"You can't, Lydia. You'll just have to reconcile yourself to a misunderstanding with him."
"But I can't live that way!" wailed Lydia.
"Well, you have the cottage. He used to think he'd be perfectly happy if he owned that."
"Oh, there's a mortgage on the cottage!" exclaimed Lydia. "Poor Daddy!
He wants to pay the mortgage with the lands."
"It's tough luck! But there's nothing for you to do, Lydia, but to stick to it.
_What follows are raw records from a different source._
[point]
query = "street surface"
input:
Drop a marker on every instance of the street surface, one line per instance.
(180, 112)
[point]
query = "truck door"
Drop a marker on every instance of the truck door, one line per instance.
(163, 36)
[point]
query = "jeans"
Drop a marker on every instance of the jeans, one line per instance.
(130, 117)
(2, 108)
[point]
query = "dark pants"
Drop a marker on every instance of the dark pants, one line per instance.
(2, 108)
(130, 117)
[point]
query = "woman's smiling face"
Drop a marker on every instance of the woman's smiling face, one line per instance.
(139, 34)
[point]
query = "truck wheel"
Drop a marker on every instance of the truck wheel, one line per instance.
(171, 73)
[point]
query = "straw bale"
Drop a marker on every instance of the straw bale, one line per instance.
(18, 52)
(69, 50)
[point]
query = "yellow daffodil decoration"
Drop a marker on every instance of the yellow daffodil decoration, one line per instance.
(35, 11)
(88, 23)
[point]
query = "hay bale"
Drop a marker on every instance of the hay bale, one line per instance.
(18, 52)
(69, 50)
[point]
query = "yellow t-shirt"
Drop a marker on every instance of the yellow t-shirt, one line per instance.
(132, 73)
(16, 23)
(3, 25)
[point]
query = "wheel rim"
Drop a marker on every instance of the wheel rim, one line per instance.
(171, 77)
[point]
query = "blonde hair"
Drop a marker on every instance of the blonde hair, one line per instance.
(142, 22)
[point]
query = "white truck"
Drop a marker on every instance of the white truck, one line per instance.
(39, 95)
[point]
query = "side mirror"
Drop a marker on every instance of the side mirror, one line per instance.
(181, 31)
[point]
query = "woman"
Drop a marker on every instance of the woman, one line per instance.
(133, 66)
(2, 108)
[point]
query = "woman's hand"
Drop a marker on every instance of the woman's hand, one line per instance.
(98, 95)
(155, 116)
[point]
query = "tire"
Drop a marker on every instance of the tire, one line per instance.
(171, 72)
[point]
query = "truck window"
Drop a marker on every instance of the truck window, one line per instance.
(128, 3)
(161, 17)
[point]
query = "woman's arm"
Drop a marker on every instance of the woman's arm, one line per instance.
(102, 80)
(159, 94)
Don't weaken and things will come out all right. See if they don't. And you've always got me. And if I see they're worrying you too much, I'll make trouble for 'em."
A vague, warm sense of comfort and protection was stilling Lydia's trembling. She rose and looked up into his face gratefully. "I don't see why you're so good to me," she said.
"Do you want me to tell you?" began the young man eagerly.
"No! No!" Lydia began to move hastily toward the door. "Don't come home with me, Billy. I'll just run back alone."
Billy's face in the lantern light was inscrutable. "I'll obey to-night, Lydia," he said, "but the time's coming, when I won't," and he picked up the pitchfork he had dropped.
With the sense of comfort and protection sustaining her, Lydia went homeward under the winter stars. Kent's automobile was standing before the gate and Lydia's heart sank. It was the first time in her life she ever had been sorry at the thought of seeing Kent.